We neither had problem believing Carmen nor did we question the sincerity of the students’ recommendation. Many times this sentiment is expressed: Statistics courses are experiences to be endured and even honest people are tempted to cheat to pass. Survival skills are in order: “Do anything, including neglecting the other courses for one quarter, to get it behind you. Use flash cards, buy other books, and make friends with nerds if you must, but get through the requirement.”

These feelings are expressed in many ways and in many different settings by those who have taken required statistics courses. In the social setting of a party, the revelation that we teach statistics usually provokes such comments from a course survivor or one who is dreading the experience. Indeed, the required statistics course may well be described as a hostage situation, with the students as prisoners and the teacher as torturer.

The drama of the required statistics course is re-enacted year after year throughout the country. Students from a wide variety of helping professions take statistics courses as they prepare for a career. This book is written especially for those who feel inadequate with statistics in any form but are forced by journal editors, government funding agencies, and degree requirements to deal with it. If you are one of those people, this book is for you.

Statistics is a hard subject; many people, however, realize that it is essential not only in science and government but also in the human services fields. As the federal budget problems continue, both the Pentagon and the Department of Health and Human Services cite statistics to help their cases. Applicants for increased government funding for worthy causes can no longer claim only their good intentions as the sole reason for a bigger chunk of the pie. They have to present numbers to show that funding their cause is a better bargain “for the people” than funding a competing worthy cause. This creates a demand for an objective way of thinking and an art of communication, called statistics.

The “way of thinking” called statistics has become important to all professionals who are not only scientific or business-like but also caring people who want to help and make the world a better place. Such people have big hearts, high ideals, and a concern for humanity. They are good people who work hard and expect only a modest income. They become teachers or nurses or clergy or social workers, the kind of people inclined to join the Peace Corps. They even do volunteer work in a wide variety of human services.

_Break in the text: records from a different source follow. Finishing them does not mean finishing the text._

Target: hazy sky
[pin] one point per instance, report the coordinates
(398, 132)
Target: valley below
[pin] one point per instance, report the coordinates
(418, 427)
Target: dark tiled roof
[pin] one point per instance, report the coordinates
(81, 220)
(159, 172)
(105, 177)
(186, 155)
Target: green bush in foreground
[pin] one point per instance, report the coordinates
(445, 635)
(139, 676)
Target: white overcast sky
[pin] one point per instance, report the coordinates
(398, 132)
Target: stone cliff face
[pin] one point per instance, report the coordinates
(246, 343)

Such people are the special audience of this book. Due to funding pressures and self-imposed requirements that their field be more research-based, those who seek higher degrees are forced to take statistics courses, read journal articles, and write reports using numbers and statistical formulas. They and their administrators must defend their work by counting and measuring, and defend against those who attack their counting and measuring methodology.

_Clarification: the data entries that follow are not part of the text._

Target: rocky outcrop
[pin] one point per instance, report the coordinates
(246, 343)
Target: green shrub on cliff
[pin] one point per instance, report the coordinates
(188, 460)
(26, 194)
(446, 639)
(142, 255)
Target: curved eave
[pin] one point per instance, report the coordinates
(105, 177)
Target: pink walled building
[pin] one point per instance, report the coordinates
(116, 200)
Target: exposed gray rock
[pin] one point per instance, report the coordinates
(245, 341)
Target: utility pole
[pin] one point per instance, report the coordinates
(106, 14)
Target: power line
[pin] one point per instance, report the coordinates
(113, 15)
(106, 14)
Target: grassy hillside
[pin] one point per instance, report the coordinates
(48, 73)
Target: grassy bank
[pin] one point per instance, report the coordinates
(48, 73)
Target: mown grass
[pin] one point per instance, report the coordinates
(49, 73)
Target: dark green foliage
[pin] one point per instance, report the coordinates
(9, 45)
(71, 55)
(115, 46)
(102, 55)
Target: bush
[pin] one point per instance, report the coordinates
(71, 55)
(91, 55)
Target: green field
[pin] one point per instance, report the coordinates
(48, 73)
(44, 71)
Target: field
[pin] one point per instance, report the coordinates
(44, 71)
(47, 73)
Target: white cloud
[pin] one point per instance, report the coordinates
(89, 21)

This book is written for helpers who are forced to deal with the world of statistics but feel inadequate because of low mathematical ability, lack of self-confidence, and the perception that they will never need to use statistical concepts and techniques in their future work.

WHAT IS STATISTICS?

There are several popular public definitions and perceptions of statistics. We see “vital statistics” in the newspaper, announcements of life events such as births, marriages, and deaths. Motorists are warned to drive carefully, to avoid “becoming a statistic.” The public use of the word is widely varied, most often indicating lists of numbers or data. We have also heard people use the word data to describe a verbal report, a believable anecdote. Statisticians define statistics to be summarizing numbers, like averages; for example, the average age of all mothers on AFDC is a statistic because it is a (partial) summary of a list of numbers too long and too varied to describe individually. The average is a useful partial summary and thus a statistic.

For this book and its readers, we don’t emphasize the definition of “statistics as things,” but offer instead an active concept of “doing Statistics.” The doing of statistics is a way of thinking about numbers, with emphasis on relating their interpretation and meaning to the manner in which they are collected. The relation of method of collection to technique of analysis, by the way, is absolutely central to the understanding of statistical thought. Anyone who claims facility with statistical formulas but is oblivious to the method of collection of the data to be analyzed must not portray him/herself as a statistician. Failing to see the important relationship of collection with analysis is the root cause of mindless throwing of statistical formulas at data.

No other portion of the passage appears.